安西水丸というイラストレーターを知っている人はいるだろうか。
村上春樹が書いた「村上朝日堂」という本のイラストを描いた人である。(写真のカバー)
私はハルキストではないが、春樹の著したエッセーが好きである。何気ない日常が
軽妙洒脱な文章で語られていて読んでいて面白い。小説よりエッセーの方がいい。
タクマざるユーモアが随所に感じられる。世間ではこれを「村上ワールド」などと
称しているが。
安西水丸という名前を知ったのもこの本を読んでからである。
ウェブニュースを何気なく見ていたらこの人の名前が目にとまった。
それによると近々世田谷文学館で彼のイラストレーター展が開かれる予定だという。
アクセスが良ければ見に行ってもよいのだが、自分も水丸さんと同じ千葉県に
住んでいるのでおいそれとはいかない。
ニュースによると水丸さんは2014年に亡くなられたという。
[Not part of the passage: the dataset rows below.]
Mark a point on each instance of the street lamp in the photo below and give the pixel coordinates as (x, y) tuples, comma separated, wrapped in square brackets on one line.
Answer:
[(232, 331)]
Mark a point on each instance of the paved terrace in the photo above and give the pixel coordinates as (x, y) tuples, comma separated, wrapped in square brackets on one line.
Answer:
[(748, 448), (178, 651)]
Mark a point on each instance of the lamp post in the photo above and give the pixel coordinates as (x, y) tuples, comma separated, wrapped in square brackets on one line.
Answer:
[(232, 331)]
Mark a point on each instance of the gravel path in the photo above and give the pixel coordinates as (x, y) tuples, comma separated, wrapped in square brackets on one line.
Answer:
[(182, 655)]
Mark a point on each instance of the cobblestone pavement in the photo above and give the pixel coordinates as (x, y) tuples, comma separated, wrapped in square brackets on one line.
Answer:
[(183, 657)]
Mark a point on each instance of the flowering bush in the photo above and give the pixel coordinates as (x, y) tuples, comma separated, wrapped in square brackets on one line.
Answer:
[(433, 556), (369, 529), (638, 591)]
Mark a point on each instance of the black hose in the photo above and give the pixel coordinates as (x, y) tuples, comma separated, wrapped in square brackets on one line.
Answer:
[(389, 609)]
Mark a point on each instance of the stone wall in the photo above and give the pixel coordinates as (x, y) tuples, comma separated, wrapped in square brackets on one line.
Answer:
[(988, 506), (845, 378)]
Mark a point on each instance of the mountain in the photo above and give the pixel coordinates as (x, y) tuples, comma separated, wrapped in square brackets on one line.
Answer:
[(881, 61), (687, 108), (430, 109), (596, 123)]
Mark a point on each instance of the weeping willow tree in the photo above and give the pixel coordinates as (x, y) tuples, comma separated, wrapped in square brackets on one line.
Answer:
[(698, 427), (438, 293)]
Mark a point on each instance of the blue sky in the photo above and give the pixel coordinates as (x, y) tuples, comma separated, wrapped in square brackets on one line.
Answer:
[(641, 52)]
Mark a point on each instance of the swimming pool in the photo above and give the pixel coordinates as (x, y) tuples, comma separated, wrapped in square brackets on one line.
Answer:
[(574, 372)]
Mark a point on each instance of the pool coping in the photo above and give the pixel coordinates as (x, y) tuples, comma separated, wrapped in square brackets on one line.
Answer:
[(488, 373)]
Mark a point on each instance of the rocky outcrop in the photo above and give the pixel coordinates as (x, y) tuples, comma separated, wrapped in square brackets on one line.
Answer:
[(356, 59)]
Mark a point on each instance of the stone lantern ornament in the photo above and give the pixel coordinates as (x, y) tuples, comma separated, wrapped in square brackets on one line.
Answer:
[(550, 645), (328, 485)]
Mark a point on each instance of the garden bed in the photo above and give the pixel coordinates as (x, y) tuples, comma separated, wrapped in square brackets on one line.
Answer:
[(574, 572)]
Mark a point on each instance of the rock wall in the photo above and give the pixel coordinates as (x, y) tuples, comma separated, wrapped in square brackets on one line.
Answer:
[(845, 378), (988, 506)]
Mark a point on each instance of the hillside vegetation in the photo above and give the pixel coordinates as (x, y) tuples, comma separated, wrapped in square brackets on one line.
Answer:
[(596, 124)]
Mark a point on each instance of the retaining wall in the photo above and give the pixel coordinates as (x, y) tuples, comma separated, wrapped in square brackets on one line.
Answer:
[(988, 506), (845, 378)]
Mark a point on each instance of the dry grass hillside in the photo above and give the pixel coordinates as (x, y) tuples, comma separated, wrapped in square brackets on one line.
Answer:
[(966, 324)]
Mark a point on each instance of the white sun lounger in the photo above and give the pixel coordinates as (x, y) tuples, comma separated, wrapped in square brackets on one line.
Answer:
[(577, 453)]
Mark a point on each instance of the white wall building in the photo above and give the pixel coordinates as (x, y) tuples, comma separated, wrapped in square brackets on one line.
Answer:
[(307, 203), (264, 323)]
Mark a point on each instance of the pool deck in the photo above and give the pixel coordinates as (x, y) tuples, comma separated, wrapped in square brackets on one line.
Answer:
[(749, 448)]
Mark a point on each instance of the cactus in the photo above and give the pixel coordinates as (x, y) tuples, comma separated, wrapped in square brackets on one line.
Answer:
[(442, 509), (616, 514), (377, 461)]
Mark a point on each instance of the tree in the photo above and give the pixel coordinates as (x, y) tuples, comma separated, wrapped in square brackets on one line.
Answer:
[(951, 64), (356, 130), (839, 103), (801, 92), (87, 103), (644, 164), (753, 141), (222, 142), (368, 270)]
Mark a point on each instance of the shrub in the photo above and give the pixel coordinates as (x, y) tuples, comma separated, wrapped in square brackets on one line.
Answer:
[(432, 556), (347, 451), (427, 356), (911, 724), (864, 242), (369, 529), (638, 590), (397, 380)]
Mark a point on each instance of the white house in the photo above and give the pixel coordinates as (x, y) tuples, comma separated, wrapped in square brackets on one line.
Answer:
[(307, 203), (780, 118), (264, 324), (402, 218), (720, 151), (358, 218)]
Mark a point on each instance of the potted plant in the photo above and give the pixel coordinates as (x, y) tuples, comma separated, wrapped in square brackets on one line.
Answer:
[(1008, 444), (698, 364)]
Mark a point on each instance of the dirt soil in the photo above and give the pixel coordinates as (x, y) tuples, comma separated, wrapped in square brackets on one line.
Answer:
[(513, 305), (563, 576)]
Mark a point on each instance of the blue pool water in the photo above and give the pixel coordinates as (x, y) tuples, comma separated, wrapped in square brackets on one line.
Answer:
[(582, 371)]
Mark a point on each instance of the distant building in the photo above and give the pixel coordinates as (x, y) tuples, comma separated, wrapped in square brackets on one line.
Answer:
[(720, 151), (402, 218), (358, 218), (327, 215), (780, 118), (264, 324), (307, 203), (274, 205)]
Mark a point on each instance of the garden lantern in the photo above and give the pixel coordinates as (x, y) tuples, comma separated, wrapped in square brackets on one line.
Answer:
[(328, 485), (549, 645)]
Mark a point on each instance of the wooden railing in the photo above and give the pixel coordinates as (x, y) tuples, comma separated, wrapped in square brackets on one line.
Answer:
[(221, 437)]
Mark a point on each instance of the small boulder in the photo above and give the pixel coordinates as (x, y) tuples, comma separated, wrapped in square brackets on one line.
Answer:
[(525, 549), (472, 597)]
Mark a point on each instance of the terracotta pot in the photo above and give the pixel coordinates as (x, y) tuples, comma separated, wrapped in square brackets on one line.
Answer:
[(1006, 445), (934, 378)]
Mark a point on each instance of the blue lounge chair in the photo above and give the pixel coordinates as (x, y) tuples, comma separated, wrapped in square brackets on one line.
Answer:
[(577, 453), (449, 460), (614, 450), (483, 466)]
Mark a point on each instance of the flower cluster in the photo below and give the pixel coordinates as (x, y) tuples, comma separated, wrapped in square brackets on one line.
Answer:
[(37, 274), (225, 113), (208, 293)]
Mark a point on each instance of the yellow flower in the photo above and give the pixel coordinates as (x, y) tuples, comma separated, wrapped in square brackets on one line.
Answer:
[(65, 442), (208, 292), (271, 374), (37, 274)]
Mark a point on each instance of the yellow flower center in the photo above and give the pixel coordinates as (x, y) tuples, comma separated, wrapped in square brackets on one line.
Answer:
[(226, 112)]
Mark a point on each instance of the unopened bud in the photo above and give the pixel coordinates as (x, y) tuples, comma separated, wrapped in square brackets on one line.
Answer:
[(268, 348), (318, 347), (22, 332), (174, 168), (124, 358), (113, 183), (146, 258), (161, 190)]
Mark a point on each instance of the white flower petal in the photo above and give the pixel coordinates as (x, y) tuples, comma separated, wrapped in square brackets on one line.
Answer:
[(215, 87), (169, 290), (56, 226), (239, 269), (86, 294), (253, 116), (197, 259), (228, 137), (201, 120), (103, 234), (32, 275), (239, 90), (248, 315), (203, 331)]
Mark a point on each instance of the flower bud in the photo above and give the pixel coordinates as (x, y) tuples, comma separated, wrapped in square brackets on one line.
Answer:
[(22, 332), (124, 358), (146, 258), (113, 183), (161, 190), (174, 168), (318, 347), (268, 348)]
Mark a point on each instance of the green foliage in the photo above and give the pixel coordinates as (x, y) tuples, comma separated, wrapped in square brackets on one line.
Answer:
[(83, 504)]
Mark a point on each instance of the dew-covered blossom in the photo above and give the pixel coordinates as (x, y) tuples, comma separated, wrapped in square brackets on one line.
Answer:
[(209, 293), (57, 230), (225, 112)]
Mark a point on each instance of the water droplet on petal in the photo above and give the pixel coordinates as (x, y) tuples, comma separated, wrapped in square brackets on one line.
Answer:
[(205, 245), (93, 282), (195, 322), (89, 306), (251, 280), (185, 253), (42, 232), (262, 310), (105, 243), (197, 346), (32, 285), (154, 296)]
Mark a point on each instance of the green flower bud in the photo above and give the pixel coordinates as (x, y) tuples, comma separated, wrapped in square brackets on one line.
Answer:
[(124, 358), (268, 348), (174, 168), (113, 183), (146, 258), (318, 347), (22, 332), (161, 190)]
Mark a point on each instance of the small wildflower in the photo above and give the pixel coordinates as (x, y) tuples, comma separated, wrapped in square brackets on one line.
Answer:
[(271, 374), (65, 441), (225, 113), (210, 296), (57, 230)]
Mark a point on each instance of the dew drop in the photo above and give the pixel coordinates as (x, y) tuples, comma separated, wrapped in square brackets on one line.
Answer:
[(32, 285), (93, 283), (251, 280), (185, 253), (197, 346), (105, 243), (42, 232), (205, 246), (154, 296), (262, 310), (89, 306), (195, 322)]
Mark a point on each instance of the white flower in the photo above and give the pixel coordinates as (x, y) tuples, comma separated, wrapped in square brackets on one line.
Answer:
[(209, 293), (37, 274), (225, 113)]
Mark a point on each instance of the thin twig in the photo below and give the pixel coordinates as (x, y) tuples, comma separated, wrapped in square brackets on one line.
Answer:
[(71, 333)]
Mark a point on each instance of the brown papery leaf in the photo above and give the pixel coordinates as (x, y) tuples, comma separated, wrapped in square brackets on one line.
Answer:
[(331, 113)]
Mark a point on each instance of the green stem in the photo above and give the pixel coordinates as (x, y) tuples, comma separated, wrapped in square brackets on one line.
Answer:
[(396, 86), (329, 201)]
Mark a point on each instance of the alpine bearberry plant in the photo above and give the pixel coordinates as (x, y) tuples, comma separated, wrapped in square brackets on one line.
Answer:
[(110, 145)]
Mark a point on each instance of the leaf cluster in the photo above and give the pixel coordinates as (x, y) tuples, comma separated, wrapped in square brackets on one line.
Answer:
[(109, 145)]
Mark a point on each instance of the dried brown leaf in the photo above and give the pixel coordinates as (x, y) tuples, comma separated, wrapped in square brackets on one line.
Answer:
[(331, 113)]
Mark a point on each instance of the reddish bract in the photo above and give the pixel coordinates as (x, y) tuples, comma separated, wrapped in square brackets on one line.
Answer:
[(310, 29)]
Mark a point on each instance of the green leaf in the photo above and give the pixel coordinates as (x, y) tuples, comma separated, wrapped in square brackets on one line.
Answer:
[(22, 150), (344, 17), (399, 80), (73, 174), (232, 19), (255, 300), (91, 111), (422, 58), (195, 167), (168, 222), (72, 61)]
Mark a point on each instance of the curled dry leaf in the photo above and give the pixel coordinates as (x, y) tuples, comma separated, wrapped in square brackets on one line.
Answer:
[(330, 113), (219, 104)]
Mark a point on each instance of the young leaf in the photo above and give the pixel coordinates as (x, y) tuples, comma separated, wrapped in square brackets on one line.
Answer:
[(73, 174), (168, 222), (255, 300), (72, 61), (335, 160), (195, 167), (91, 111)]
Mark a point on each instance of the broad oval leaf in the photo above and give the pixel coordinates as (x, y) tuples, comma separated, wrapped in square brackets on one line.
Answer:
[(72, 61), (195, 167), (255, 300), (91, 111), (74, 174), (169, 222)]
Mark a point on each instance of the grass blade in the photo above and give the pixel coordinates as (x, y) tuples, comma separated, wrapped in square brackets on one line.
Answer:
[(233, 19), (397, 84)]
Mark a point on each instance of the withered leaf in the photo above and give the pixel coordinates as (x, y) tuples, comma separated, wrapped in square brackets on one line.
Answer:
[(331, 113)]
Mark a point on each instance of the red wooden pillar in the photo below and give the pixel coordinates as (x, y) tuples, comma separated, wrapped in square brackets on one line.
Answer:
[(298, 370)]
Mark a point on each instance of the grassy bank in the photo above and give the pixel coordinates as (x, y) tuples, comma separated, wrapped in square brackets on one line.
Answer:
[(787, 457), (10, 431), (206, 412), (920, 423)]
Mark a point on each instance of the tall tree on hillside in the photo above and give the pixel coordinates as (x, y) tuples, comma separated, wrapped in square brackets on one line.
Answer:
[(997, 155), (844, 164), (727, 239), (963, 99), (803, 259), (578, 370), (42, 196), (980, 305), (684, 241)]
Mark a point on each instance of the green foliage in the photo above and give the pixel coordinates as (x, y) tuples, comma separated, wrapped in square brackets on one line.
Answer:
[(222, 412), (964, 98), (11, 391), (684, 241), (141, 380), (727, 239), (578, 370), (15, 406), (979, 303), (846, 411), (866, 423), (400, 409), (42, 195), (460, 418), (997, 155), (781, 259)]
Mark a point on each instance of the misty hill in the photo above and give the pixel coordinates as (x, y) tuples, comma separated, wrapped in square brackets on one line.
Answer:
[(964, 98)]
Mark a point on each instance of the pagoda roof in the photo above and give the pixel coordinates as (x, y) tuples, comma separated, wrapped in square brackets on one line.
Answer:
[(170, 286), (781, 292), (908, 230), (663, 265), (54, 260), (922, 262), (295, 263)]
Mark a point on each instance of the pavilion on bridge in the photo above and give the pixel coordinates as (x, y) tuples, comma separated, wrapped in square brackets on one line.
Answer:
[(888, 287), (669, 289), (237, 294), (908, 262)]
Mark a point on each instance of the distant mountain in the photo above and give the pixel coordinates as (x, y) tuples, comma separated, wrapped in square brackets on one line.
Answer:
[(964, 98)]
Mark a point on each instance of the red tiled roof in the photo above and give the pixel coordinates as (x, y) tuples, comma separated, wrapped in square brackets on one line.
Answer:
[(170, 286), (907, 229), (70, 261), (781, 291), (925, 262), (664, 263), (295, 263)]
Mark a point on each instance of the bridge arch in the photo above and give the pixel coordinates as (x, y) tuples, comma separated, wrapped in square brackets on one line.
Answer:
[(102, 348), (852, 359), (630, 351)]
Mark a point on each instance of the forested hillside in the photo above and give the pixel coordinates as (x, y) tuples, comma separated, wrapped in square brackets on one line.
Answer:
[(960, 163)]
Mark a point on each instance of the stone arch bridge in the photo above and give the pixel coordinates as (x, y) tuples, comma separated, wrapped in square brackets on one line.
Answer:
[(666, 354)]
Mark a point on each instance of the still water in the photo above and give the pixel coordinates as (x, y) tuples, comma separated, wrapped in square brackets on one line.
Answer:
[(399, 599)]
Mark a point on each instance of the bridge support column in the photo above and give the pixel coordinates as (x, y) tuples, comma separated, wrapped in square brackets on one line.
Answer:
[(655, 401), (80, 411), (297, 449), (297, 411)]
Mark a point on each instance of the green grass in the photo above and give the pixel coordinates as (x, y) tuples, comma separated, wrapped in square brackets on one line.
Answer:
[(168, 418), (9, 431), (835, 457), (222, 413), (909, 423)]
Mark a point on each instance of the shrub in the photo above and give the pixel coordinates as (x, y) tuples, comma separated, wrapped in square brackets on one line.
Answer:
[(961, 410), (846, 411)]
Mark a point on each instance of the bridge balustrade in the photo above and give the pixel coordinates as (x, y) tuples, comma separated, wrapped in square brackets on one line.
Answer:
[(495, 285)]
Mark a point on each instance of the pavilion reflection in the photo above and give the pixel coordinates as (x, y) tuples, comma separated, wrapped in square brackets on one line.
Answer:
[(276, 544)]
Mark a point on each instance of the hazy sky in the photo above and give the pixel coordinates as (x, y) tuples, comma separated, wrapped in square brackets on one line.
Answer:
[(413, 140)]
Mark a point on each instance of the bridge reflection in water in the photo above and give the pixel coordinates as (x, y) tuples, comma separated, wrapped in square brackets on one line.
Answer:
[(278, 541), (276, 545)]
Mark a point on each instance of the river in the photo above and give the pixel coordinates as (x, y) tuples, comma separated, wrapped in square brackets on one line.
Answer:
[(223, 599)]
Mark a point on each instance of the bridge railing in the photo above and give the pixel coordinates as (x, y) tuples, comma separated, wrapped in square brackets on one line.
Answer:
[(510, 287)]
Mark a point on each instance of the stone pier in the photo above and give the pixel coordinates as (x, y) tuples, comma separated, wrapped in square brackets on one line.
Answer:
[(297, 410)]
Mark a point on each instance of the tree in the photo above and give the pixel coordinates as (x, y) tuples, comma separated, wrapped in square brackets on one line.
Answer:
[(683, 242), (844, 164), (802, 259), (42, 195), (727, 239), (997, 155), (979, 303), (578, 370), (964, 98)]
そのことも初めて
知ったことである。
「村上朝日堂」の巻末近くに付録があって水丸さんと春樹が対談している。
おもしろいと思った個所を抜粋する。
春「ひじきで歯を磨くってのが、どうも映像的にうまく浮かんでこないんですが」
水「僕のうちはね、千倉っていってもずっと白浜よりで、ぜんぶ岩場なんですよ。